A balança de pagamentos regista um défice corrente substancial (média igual a 18,4% do PIB no quinquênio 2009-13) devido à parte comercial (déficit médio de 32,9% do PIB no mesmo período), enquanto as contas de "serviços" e "transferências" apresentam superávits significativos graças respectivamente, às receitas do turismo e às remessas dos trabalhadores migrantes. O superávit da conta financeira deriva principalmente de IED e depósitos em moeda estrangeira dos bancos, alimentados pelos milhões de libaneses residentes no exterior. Nos primeiros nove meses de 2014, o déficit em transações correntes caiu para 7,8 bilhões. O aumento do défice comercial, que passou de 11,6 mil milhões para 11,3 mil milhões, foi mais do que compensado pela conta de serviços (igual a 2 mil milhões), graças à procura de refugiados, e às transferências, na sequência do aumento do saldo positivo da conta de remessas . No mesmo período, o superávit da conta financeira atingiu 6,5 bilhões, de € 4,3 bilhões no mesmo período de 2013. O crescimento do IED líquido (de € 0,5 bilhão para € 0,9 bilhão) compensou o declínio do investimento líquido de portfólio (de € 0,9 bilhão para € 0,3 bilhão). Os depósitos dos bancos em moeda estrangeira subiram para 1,6 mil milhões, face a 1 mil milhões no período homólogo de 2013. Adicionalmente, os empréstimos em moeda estrangeira voltaram a subir (0,4 mil milhões). O superávit geral da balança de pagamentos aumentou para US$ 3,9 bilhões, de US$ 2,4 bilhões, enquanto as reservas cambiais totalizaram US$ 39,2 bilhões. Este valor compara com uma necessidade financeira externa estimada em 2015 igual a 12 mil milhões, por uma taxa de cobertura de reserva de 3,3. A dívida externa no final de 2014 foi estimada em 66,3% do PIB e o défice comercial deverá diminuir significativamente em 2015, graças ao menor défice energético e comercial, passando de 17,2 mil milhões (32,5% do PIB, dados provisórios) para cerca de 14 mil milhões (26% do PIB nominal previsto em 2015).

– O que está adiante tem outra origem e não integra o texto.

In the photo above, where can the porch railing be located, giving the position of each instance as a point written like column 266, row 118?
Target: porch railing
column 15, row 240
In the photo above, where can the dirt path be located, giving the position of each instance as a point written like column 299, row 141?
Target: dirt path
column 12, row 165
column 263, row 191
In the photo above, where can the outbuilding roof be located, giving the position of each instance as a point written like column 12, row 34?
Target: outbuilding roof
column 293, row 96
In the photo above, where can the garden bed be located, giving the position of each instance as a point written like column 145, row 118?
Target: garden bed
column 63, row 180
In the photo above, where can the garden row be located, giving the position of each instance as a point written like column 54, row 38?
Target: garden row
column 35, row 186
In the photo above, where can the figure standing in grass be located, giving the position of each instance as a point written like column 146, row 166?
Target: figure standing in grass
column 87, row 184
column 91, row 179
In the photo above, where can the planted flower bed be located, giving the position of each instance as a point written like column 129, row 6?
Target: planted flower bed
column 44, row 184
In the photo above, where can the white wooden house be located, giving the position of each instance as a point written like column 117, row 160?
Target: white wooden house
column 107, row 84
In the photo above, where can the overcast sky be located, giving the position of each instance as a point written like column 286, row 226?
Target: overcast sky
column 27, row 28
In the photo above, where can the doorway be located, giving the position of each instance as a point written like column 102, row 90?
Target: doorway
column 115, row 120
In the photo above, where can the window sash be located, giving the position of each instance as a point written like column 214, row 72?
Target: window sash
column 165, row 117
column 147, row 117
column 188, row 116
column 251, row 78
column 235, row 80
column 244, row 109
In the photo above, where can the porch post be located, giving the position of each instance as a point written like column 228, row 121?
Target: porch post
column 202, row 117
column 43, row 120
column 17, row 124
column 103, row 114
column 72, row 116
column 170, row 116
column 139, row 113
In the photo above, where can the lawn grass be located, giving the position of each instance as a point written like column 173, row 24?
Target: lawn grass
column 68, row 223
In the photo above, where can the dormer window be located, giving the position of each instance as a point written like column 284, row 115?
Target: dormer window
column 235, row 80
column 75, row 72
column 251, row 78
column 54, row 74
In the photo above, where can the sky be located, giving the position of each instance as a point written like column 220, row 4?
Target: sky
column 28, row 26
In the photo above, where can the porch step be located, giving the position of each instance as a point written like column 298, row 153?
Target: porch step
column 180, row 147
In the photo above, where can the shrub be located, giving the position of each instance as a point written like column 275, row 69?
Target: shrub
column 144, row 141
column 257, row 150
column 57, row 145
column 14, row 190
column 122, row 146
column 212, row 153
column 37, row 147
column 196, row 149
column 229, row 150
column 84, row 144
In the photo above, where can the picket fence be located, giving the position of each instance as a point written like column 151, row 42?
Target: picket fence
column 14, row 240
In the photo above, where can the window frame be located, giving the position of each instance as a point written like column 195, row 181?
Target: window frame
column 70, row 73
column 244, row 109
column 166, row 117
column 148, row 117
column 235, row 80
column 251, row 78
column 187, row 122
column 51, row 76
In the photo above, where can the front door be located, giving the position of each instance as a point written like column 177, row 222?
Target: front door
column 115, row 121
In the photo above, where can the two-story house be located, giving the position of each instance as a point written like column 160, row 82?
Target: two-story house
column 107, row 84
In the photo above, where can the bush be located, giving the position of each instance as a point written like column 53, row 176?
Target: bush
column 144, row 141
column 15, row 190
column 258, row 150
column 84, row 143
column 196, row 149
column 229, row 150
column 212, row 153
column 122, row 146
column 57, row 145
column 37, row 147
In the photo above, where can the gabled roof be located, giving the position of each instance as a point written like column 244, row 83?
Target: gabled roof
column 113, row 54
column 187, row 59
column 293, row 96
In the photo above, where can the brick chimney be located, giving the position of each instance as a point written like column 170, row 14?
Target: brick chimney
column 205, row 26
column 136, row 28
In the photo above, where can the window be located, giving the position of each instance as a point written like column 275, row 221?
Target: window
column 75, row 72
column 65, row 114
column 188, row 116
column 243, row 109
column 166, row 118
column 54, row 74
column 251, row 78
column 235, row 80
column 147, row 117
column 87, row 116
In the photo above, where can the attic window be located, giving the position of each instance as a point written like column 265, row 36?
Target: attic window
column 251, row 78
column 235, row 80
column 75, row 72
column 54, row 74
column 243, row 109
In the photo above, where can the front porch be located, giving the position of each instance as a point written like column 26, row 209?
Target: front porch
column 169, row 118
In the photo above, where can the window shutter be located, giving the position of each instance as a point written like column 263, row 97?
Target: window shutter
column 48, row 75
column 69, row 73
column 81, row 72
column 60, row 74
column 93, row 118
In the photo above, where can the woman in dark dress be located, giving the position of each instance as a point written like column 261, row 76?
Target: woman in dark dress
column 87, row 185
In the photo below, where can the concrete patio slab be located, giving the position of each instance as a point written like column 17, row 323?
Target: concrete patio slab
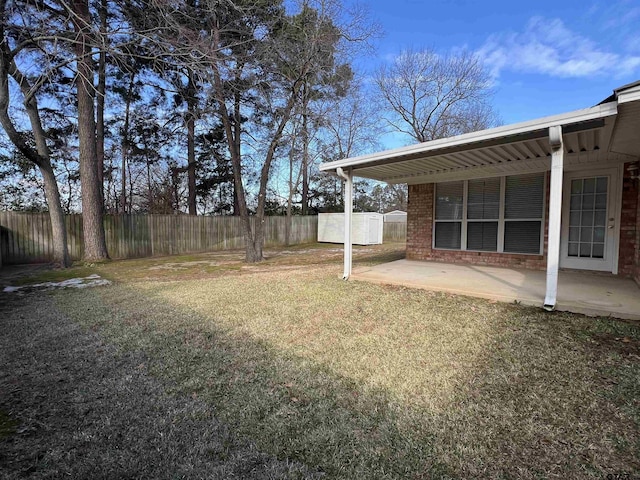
column 589, row 293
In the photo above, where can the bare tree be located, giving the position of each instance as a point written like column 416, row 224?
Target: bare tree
column 95, row 247
column 40, row 154
column 434, row 96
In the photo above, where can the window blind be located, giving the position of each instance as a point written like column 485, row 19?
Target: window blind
column 523, row 210
column 483, row 199
column 449, row 198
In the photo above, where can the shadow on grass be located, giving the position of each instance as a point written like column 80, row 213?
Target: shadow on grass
column 536, row 402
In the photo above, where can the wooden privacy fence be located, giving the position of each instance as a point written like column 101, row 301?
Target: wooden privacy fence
column 26, row 237
column 394, row 232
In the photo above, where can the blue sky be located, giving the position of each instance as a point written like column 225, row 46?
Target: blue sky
column 546, row 57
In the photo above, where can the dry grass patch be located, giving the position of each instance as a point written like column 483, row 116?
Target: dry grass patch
column 365, row 381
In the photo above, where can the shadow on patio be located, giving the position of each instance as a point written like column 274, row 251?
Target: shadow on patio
column 588, row 293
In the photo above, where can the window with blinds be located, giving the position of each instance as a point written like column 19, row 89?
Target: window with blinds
column 448, row 221
column 523, row 210
column 483, row 214
column 491, row 214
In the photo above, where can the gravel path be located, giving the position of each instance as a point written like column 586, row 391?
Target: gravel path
column 81, row 409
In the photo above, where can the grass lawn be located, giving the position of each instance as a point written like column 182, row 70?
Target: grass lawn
column 287, row 369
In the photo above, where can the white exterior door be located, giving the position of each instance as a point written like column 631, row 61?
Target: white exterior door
column 589, row 230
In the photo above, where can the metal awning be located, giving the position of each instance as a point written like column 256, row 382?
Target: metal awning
column 606, row 133
column 518, row 148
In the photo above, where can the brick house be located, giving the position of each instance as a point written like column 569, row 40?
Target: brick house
column 556, row 192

Apesar do novo corte na notação da dívida soberana (em Dezembro passado a Moody's rebaixou o seu rating de B1 para B2 com outlook negativo, na sequência de decisões semelhantes tomadas pela S&P's e Fitch no final de 2013), o quadro geopolítico ainda incerto e as tensões internas não representam dificuldades no financiamento do défice público. A demanda de bancos, libaneses que vivem no exterior e investidores em busca de rentabilidade continua alta, tanto que em fevereiro o Governo captou 2,2 mil milhões no Euromercado com uma emissão mista a dez e quinze anos a taxas entre 6,20% e 6,65%. Apesar disso, o défice público, o défice corrente e os respectivos stocks da dívida pública e externa são elevados em relação ao PIB e constituem factores de vulnerabilidade da economia do país. No entanto, a dívida pública é largamente intermediada pela banca nacional que, mesmo em períodos de maior instabilidade, tem visto crescer o financiamento tanto de residentes como de investidores estrangeiros. Ao mesmo tempo, o Banco Central, graças aos grandes superávits da parte financeira do Balanço de Pagamentos, acumulou reservas cambiais substanciais que garantem a cobertura adequada das necessidades financeiras externas e das importações. As reservas abundantes, embora vulneráveis ​​aos fluxos de depósitos de não residentes, oferecem uma contribuição decisiva para a credibilidade do regime cambial atrelado ao dólar, que continua a ser crucial para a estabilidade do sistema financeiro dado o grau significativo de dolarização da economia.